2010 song by The Paper Kites

"Bloom" is a song by Australian band The Paper Kites, released independently as the band's first single in 2010. "Bloom" was written by Samuel Bentley and Christina Lacy, and produced by Tim Johnston and the Paper Kites themselves.

"Bloom" was included as a bonus track in the digital release of their debut EP Woodland in March 2013.

A promotional double-A sided CD single was released in the United Kingdom in 2016, with "Renegade".

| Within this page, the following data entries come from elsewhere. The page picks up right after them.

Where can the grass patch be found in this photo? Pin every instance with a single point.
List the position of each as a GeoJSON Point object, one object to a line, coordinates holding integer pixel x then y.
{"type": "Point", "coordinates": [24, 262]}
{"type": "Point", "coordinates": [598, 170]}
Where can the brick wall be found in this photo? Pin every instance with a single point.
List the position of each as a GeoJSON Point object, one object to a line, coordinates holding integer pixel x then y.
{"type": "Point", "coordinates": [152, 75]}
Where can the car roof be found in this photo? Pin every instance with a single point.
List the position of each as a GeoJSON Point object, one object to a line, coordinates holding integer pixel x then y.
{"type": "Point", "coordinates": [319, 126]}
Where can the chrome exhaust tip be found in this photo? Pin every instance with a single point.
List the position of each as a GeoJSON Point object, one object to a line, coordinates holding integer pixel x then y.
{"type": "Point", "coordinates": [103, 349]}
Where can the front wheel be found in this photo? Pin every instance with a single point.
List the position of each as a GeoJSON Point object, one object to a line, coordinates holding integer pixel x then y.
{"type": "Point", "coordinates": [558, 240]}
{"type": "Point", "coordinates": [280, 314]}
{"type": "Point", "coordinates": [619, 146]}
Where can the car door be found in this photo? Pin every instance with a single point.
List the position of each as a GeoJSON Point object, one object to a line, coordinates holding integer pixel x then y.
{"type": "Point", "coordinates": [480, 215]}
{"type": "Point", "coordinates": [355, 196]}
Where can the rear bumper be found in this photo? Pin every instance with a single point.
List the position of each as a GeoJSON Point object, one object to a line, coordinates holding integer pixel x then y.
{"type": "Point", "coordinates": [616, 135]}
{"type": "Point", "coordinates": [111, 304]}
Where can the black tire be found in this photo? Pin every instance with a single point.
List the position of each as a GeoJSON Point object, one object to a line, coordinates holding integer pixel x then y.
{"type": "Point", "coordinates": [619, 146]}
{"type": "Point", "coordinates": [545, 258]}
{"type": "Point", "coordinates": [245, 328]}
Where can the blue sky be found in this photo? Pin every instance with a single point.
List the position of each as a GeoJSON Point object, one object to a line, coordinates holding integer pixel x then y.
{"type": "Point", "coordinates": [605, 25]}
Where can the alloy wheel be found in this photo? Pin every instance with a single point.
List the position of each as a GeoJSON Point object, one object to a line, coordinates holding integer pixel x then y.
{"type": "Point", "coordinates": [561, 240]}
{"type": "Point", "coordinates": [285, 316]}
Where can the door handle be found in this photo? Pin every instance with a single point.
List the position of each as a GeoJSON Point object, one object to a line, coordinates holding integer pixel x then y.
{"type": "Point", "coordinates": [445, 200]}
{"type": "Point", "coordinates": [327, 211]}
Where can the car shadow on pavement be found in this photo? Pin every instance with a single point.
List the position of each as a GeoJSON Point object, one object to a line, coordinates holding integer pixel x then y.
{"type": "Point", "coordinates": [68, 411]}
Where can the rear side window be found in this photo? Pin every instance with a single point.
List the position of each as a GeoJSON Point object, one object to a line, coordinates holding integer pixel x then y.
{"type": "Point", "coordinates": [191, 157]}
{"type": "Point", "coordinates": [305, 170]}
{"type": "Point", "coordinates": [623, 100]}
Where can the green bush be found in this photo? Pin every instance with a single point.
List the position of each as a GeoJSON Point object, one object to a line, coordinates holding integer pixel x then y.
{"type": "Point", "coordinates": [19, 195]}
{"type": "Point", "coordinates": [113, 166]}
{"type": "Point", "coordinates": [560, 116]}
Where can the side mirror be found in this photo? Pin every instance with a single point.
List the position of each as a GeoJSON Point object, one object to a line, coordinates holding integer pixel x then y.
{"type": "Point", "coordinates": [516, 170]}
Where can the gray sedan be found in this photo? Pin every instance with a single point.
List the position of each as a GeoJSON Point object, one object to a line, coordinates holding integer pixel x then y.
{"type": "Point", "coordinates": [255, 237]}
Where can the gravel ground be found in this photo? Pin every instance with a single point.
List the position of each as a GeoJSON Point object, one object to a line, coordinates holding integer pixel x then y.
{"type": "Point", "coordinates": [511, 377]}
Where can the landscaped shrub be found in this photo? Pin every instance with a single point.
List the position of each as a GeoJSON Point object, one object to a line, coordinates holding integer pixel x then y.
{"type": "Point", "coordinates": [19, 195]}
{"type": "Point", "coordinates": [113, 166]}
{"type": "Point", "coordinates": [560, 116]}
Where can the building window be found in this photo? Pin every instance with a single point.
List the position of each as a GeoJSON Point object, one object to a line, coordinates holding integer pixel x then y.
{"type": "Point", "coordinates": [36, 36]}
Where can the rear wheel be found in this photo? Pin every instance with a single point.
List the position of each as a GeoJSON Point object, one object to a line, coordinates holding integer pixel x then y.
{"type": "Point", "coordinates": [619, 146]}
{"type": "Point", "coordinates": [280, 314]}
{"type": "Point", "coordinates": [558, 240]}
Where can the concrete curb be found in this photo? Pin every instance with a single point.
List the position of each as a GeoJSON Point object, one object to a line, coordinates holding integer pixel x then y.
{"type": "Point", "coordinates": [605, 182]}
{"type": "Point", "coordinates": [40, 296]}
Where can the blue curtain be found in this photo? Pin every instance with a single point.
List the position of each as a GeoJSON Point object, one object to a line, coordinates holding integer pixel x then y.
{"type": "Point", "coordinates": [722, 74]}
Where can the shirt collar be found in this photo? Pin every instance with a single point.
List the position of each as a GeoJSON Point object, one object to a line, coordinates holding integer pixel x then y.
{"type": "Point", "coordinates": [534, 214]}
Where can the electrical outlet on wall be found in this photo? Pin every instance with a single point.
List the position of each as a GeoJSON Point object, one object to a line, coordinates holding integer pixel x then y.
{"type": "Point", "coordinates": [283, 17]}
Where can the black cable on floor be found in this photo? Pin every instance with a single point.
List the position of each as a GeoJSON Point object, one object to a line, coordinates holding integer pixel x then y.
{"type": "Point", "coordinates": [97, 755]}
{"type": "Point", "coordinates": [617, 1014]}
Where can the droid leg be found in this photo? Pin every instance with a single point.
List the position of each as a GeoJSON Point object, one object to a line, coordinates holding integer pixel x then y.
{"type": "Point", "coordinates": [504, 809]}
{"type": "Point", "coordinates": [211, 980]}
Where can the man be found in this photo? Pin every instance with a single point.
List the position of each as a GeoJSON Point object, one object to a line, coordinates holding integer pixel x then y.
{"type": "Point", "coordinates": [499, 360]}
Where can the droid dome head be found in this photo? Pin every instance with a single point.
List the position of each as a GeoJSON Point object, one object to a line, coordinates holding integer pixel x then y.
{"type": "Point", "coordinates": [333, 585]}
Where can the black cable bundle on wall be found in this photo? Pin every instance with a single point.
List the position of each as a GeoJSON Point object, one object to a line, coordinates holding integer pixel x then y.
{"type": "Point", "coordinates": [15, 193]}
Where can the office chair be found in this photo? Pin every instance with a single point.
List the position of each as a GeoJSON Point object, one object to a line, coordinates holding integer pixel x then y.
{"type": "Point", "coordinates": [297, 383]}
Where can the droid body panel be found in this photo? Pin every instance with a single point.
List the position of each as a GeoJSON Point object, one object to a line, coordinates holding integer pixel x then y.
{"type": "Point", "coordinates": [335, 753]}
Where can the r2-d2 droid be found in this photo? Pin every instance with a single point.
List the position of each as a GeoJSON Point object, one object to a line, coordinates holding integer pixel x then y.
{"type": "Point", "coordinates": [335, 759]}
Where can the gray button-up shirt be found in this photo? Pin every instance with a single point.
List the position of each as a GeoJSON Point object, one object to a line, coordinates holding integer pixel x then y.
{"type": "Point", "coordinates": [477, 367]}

In Canada and the United States, the song was certified platinum.

== Music video ==
The music video was directed by Pete Seamons and vocalist Sam Bentley. The clip starts with a woman and man waking up, finding both of them a tin can phone, deciding to follow the cord through a forest. It also shows the band members playing their respective instruments around a tree. Finally, both meet and follow the cord up to the tree where the band members were playing, finding only a banjo leaning on the tree.

==Track listing==
- CD single
1. "Bloom"
2. "Sink in"
3. "Heavy Hearts & Thread" (Demo)
4. "Eve" (Demo)
5. "Arms" (Demo)
6. "Drifting"

== Personnel ==
Adapted from the "Bloom" liner notes.

The Paper Kites

- Sam Bentley: lead vocals, guitar
- Christina Lacy: background vocals, guitar
- David Powys: background vocals, guitar, banjo
- Josh Bentley: percussion
- Sam Rasmussen: bass

Production

- Tim Johnston: production
- The Paper Kites: production

==Certifications==

Certifications for "Bloom"
| Region | Certification | Certified units/sales |
| Canada (Music Canada) | Platinum | 80,000^{‡} |
| Denmark (IFPI Danmark) | Gold | 45,000^{‡} |
| France (SNEP) | Gold | 100,000^{‡} |
| Italy (FIMI) | Gold | 25,000^{‡} |
| Netherlands (NVPI) | Platinum | 20,000^{‡} |
| New Zealand (RMNZ) | 2× Platinum | 60,000^{‡} |
| Spain (Promusicae) | Gold | 30,000^{‡} |
| United Kingdom (BPI) | Platinum | 600,000^{‡} |
| United States (RIAA) | Platinum | 1,000,000^{‡} |
^{‡} Sales+streaming figures based on certification alone.